Bullard qualified his assessment by saying the effects of bond buying on reviving the economy are harder to gauge and have been clouded by shocks, such as Japan's disaster and financial turmoil surrounding European debt problems.
However, he also said bond-buying is a more effective tool than trying to bolster the Fed's promise to keep benchmark short term rates exceptionally low for an extended period. Bernanke has said that enhanced guarantees of low interest rates are among tools still available to policymakers.
The Federal Reserve exhausted its conventional tools when it cut short-term interest rates to near zero in December 2008.

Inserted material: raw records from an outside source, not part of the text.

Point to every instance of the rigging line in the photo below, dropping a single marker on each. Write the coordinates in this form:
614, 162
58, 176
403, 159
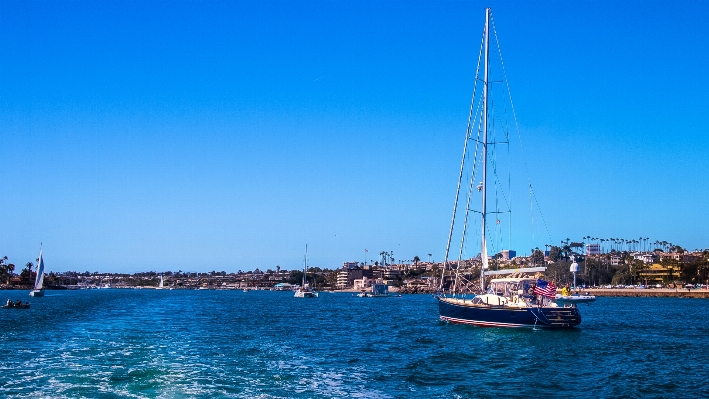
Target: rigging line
462, 162
469, 194
470, 189
514, 115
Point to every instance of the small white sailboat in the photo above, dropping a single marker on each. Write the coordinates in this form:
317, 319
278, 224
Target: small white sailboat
304, 290
39, 280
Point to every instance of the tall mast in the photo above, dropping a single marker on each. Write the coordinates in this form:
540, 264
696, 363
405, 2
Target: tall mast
483, 248
305, 265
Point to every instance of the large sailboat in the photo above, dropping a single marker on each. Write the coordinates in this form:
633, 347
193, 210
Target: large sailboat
514, 297
39, 280
304, 291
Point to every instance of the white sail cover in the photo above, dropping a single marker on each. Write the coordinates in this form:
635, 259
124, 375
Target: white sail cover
40, 273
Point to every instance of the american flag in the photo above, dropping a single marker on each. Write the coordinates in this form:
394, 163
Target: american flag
544, 288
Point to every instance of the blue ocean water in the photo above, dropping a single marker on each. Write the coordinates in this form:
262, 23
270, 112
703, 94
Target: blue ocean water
232, 344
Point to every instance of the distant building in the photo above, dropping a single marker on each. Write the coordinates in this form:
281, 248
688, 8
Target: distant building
593, 249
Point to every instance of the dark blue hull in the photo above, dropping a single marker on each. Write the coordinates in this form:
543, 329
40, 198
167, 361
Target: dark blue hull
456, 311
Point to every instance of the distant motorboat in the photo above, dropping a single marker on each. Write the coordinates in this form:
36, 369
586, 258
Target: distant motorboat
376, 291
39, 280
16, 305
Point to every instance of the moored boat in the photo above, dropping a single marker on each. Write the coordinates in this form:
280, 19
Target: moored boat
16, 305
38, 289
304, 291
521, 300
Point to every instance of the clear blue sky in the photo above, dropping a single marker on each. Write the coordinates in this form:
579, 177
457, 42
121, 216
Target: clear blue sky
217, 135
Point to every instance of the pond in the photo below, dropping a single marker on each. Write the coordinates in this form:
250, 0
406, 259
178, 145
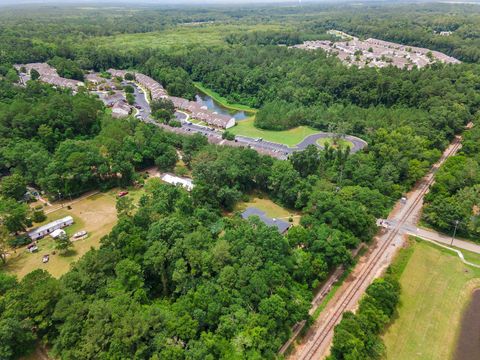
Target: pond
468, 343
212, 105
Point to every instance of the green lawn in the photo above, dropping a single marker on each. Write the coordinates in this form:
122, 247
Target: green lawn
342, 142
96, 214
288, 137
222, 101
436, 287
179, 37
271, 209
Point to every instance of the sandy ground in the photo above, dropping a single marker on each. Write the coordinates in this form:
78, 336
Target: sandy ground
95, 214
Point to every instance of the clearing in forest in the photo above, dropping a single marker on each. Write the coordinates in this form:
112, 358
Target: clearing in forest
287, 137
271, 209
436, 288
96, 214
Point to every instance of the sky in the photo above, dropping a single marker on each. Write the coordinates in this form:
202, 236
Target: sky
172, 2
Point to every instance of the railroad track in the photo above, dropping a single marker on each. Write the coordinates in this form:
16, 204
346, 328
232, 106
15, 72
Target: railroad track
361, 280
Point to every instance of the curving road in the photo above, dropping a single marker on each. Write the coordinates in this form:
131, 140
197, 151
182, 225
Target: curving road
317, 342
277, 150
358, 144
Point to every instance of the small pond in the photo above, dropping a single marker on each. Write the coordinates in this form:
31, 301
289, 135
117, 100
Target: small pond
468, 344
212, 105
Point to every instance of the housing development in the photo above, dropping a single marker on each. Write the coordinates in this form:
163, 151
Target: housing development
227, 181
377, 53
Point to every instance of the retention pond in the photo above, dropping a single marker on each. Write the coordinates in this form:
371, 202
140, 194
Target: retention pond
212, 105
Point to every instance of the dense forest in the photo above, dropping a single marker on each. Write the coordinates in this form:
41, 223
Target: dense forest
455, 196
176, 278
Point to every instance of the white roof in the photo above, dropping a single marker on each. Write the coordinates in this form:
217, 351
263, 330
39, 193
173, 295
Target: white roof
57, 233
172, 179
48, 226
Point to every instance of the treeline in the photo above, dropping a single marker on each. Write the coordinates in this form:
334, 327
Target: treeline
190, 282
455, 196
357, 336
418, 25
66, 145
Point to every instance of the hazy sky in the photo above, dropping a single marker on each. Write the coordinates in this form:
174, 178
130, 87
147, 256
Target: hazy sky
170, 2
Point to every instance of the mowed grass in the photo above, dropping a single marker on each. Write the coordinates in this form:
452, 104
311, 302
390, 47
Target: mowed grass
206, 35
330, 141
96, 214
436, 287
287, 137
271, 209
222, 101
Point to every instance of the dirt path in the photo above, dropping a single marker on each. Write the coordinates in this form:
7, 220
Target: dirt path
316, 343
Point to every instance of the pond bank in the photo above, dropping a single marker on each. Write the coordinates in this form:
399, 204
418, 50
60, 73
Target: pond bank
221, 101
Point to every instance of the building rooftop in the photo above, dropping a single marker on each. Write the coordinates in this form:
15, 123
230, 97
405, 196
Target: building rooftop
177, 180
281, 225
378, 53
50, 225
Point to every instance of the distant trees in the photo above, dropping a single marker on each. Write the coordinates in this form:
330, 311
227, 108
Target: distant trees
129, 76
455, 196
13, 186
34, 74
67, 68
14, 215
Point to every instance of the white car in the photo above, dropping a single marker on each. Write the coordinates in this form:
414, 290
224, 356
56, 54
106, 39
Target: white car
79, 234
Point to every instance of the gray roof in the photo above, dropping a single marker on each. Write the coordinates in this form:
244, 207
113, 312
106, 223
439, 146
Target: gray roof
281, 225
50, 225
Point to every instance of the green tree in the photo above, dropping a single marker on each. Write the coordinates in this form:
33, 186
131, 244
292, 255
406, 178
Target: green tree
13, 186
34, 74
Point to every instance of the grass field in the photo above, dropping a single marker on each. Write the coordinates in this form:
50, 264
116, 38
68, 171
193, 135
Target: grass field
436, 287
222, 101
206, 35
96, 214
342, 142
271, 209
288, 137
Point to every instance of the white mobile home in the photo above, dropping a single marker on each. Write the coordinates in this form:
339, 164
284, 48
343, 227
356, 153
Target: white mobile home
177, 180
46, 229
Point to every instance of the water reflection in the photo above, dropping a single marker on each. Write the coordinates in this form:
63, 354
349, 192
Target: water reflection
207, 101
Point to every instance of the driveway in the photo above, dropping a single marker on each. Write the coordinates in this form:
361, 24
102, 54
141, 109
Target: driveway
277, 150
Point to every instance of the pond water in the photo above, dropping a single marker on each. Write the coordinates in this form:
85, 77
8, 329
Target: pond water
468, 345
212, 105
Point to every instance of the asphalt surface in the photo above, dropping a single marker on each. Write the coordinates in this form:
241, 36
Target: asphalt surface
215, 135
402, 219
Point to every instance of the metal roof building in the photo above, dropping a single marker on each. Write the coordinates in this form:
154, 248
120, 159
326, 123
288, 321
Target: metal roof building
46, 229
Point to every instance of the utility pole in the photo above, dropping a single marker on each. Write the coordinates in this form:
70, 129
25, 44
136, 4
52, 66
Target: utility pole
454, 231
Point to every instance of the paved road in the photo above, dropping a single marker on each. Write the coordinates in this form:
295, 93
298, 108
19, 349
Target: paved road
317, 342
358, 144
215, 135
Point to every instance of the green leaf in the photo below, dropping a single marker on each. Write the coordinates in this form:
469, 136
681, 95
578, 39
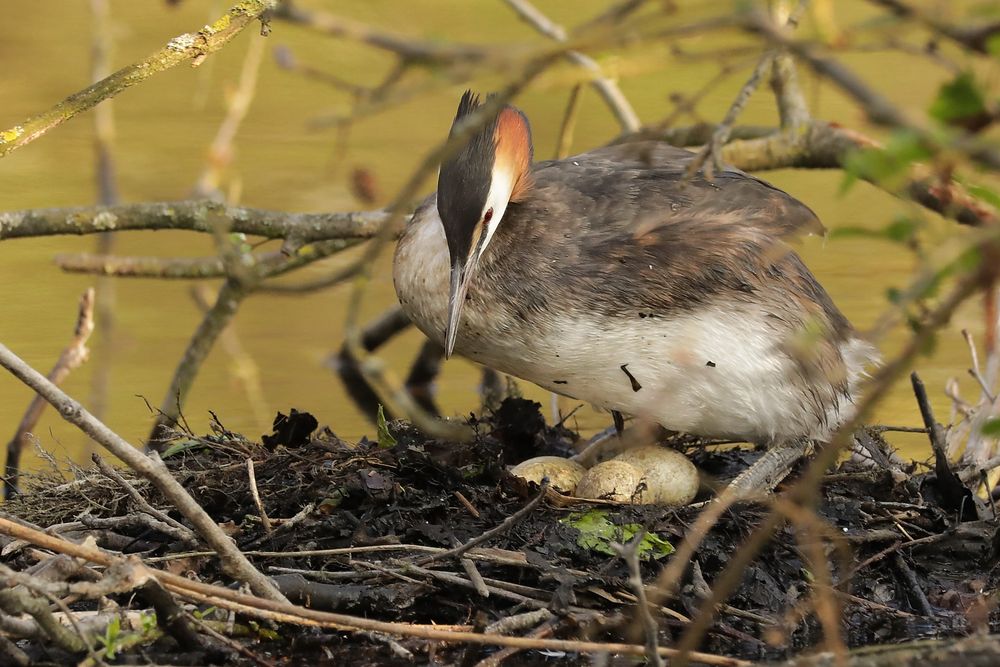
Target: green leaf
110, 639
986, 194
993, 45
882, 165
385, 438
959, 99
597, 533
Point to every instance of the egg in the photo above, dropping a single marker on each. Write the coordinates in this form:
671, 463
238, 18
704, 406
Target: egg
610, 480
669, 477
563, 474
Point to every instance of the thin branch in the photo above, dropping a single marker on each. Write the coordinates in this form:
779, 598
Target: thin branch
244, 366
193, 215
150, 467
71, 358
220, 152
107, 189
630, 554
285, 612
216, 319
189, 47
499, 529
252, 476
413, 50
605, 87
973, 37
141, 503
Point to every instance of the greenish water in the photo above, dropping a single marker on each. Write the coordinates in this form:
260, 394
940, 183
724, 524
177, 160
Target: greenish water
164, 127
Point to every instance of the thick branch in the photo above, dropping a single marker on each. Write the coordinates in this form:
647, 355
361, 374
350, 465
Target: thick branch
198, 215
193, 47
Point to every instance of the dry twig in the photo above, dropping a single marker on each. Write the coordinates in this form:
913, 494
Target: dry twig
71, 358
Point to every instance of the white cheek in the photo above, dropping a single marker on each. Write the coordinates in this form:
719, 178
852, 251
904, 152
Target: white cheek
497, 199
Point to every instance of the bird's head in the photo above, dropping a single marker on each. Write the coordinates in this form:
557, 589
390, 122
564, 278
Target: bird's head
475, 186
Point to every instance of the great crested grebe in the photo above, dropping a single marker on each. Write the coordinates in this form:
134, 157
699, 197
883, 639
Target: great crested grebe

Since then the Fed has sought to provide an additional boost to the economy via two asset-buying programs -- with the second program dubbed QE2 -- effectively showering the banking system with money to try to spur lending. Economists call this tactic quantitative easing.
One Fed official who is not likely to support more bond buying is the president of the Kansas City Fed, Thomas Hoenig, who said on Thursday that keeping interest rates near zero for an extended period is sowing the seeds of future economic instability.
An anti-inflation hawk who had opposed the Fed's second round of quantitative easing, Hoenig reiterated his concerns that ultra-low rates can generate bubbles elsewhere.
An extended zero-interest rate policy is producing new sources of fragility that we need to be aware of, he told the Rotary Club of Des Moines, Iowa.
ECONOMIC IMPACT OF QE2 IS DELAYED
Many academics agree that quantitative easing has, in fact, been an effective monetary policy tool when interest rates are near zero, lowering interest rates on longer-term securities and steering investors to take on riskier assets.
The Fed's bond-buying program, however, has drawn sharp criticism from many for risking inflation and contributing to rises in food and energy costs around the world. Others have questioned its effectiveness.
Bullard said on Thursday that while the bond-buying program impacted financial markets immediately, its effect on the broad economy will lag by as much as a year.
The effects of QE2 would be expected to lag by six to 12 months, Bullard said.